Agriculture ICT and Technology

Hamed Alemohammad of Open Imagery Network Inc. in the U.S. and Ernest Mwebaze of Google AI Research Center in Ghana will generate synthetic imaging data to train machine learning algorithms to better interpret satellite images in low-resource settings to monitor crops and increase food security. The increase in global satellite observations at different spatial and temporal scales has led to the development of sophisticated analytical methods such as machine learning for a variety of applications.

Peter Wagstaff of Self Help Africa in Ireland will build an advanced machine learning algorithm that automatically analyzes high-resolution satellite images for near real-time, low-cost detection of crop pests and diseases across wide, varied landscapes. Current detection methods are either resource- or cost-intensive and limited in their ability to provide up-to-date information across large and complex geographic areas. Crop pests and diseases can alter leaf color and expose soil, which can be detected by very high-resolution satellite imaging.

Ritvik Sahajpal of the University of Maryland College Park in the U.S. will develop an early warning system for low-income countries that predicts the threat to crops from pests and diseases by combining machine learning and crop pest modelling with freely available earth observation data. Existing monitoring systems allow farmers to share data on pest incidence to ensure the timely and limited use of treatments. This maximizes crop yield while minimizing cost and environmental damage.

Hanseup Kim of the University of Utah in the U.S. will develop small, ultra-low power, chemical sensors that can be distributed around farms to help detect crop diseases in low-resource settings. Plants under attack from pests and diseases release low levels of volatile organic compounds that could be used as an early warning system to reduce crop losses, which can be substantial.

William Martin of the International Food Policy Research Institute in the U.S. will combine existing, high-quality survey data collected from individual households in rural Ethiopia and Nigeria with agricultural information from the Global Agro-Ecological Zone (GAEZ) database to model the impact of specific investments on poor communities to better inform policy decisions. National Agricultural Investment Plans (NAIPS) shape policy development by outlining investments required to stimulate growth in Africa through transformation of the agricultural sector.

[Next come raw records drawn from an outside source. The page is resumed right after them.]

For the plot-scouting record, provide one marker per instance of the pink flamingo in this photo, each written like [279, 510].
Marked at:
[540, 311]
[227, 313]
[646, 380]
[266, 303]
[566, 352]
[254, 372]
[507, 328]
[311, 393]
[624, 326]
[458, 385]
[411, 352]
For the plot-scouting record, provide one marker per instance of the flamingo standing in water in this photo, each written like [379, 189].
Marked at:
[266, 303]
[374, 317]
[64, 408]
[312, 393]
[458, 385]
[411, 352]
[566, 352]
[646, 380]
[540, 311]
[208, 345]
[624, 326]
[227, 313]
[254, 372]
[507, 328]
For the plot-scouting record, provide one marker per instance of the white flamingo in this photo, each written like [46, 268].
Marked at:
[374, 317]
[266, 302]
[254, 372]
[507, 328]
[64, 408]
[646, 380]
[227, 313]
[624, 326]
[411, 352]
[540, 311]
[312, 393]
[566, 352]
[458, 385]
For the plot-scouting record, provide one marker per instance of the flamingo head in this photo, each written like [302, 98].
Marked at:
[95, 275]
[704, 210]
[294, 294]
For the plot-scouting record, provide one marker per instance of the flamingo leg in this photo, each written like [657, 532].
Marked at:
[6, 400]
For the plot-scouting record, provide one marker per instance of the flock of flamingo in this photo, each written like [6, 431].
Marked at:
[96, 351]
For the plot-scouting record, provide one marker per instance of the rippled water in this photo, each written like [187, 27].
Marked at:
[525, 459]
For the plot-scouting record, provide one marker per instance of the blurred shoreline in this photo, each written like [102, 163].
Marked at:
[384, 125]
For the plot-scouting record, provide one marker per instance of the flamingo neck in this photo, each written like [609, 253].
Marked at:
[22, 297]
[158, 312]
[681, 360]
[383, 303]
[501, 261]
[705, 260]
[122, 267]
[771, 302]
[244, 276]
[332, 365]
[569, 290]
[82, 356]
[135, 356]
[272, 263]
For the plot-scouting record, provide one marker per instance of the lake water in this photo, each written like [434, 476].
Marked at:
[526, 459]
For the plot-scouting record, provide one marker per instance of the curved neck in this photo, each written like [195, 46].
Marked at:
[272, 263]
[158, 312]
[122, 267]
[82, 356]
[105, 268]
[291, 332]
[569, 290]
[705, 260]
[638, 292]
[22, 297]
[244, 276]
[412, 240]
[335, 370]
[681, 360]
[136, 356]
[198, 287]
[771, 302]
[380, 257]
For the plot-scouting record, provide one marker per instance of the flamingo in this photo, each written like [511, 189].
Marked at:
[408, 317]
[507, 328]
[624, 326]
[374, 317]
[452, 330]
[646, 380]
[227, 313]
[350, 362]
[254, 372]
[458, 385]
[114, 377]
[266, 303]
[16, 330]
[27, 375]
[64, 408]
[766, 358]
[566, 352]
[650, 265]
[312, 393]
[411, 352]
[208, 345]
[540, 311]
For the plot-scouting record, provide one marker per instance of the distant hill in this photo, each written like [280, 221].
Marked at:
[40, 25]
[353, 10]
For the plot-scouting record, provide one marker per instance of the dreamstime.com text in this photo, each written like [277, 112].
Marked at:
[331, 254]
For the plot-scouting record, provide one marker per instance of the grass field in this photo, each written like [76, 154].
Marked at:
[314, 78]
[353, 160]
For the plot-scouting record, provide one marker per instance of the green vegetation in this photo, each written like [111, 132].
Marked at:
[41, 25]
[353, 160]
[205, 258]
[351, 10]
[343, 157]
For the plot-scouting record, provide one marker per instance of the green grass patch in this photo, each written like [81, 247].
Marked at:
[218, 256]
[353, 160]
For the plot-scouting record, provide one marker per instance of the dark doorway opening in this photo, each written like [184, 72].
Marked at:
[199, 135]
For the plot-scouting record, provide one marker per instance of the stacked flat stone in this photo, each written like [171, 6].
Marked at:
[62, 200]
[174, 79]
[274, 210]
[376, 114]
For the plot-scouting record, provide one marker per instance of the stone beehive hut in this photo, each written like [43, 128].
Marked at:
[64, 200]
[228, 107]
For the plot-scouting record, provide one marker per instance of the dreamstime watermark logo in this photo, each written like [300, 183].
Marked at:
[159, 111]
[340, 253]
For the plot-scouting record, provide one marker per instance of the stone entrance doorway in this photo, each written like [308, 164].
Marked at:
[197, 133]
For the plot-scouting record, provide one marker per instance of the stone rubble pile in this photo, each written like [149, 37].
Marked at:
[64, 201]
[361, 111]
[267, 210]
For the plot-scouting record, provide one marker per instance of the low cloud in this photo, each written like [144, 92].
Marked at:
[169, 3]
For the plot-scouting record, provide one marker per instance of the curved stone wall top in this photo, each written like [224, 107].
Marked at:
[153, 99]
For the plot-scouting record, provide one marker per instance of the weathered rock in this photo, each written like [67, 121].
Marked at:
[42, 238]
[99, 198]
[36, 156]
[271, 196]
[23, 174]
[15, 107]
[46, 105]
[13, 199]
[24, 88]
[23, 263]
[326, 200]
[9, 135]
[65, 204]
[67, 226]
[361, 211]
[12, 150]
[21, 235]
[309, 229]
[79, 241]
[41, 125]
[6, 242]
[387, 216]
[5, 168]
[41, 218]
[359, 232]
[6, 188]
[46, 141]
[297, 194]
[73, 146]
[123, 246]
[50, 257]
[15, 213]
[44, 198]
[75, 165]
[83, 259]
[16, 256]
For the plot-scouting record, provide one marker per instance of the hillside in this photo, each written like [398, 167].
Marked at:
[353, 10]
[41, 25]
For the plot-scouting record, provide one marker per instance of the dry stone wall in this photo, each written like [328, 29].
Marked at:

Molly Brown of Syngenta Foundation for Sustainable Agriculture in the U.S. will develop an early warning system for crop diseases for rural farmers in Africa by gathering data using existing infrastructure and mobile tools from commercial partners and applying machine learning pest models. Insect pests cause almost half of crop losses in Africa each year, which impacts both food supply and the economy.

Joyce Nakatumba-Nabende of Makerere University in Uganda will use artificial intelligence to mine data from local village radio stations to generate timely data on crop pests and disease in sub-Saharan Africa. Crop loss due to pests and disease threatens the economic survival of smallholder farmers, and access to surveillance data is critically important yet often unaffordable. Local radio shows are a powerful source of information flow in rural African villages: they cover topics including politics, policy, climate, and social circumstances, in addition to crop concerns.

David Hughes of Pennsylvania State University, John Corbett of aWhere, and Rhiannan Price of DigitalGlobe, in the U.S. will develop a software platform comprising prediction algorithms that leverage artificial intelligence to predict where and when plant diseases and pests will occur from weather and satellite data to alert farmers to check their crops. Pests and diseases are moving targets, however most current surveillance methods monitor only their presence or absence. Predicting when and where they are likely to occur would be more valuable for preventing them.

Cambria Finegold, Richard Shaw and Roger Day of the Centre for Agriculture and Bioscience International in collaboration with Katherine Denby of the University of York and Sarah Gurr of the University of Exeter all in the United Kingdom, will design a platform - GBCrop - to collect, analyze and disseminate data on the global impact of crop pests and disease. The fact that 40% of crops are lost to pests impacts both the global food supply and local economies. Despite this, little is known about why and how crop pests and diseases occur.

In this ICT-based pilot project, Digital Education, tested the impact of a combination of ICT and Participatory Learning Action (PLA) approaches to improve women's knowledge of nutrition in 30 villages. They promoted the dissemination of a series of nutrition-specific participatory videos to address nutrition-specific behaviors, locally feasible solutions as well as expenditure patterns to improve maternal and child diet quality.